Actually I never really had problems when choosing the clothe thing, yeah even I was not too skinny, but I was still categorized in proper body weight. Besides, my skin color was not really dark either, so any color or even any design of clothing might suit me as well. The only problem, I was a considerate person, so when deciding to buy something, the benefit should be more than the cost itself. 
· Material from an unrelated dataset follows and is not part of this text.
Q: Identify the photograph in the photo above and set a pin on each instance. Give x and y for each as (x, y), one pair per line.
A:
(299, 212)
The gowns sold here were not bad at all, they looked good instead. After considering the design and the price, I finally chose a simple yet elegant sleeveless pink-lilac long gown with little adornment along the V cuts. The price was reasonable enough and I was lucky to find this expensive-like gown with lower price.

"How's your opinion?" I showed that off to the exhausting Hanny who currently playing her cellphone due to boredom. 
She looked at glance. "Not bad, it suits you as well. Is the price considerable?"
"Of course, that's why I choose it."
"Then just pay it immediately and we'll go for food. I'm quite starving and thirsty," her voice indicated impatience. Well she was always like that when turned hungry.
"Roger." 

Without hesitation, I immediately paid the this gown. Ah, but from somewhere in mind, I did not feel like I consented buying it. Soon after the shop keeper wrapped it up for me, we left this boutique towards the food court.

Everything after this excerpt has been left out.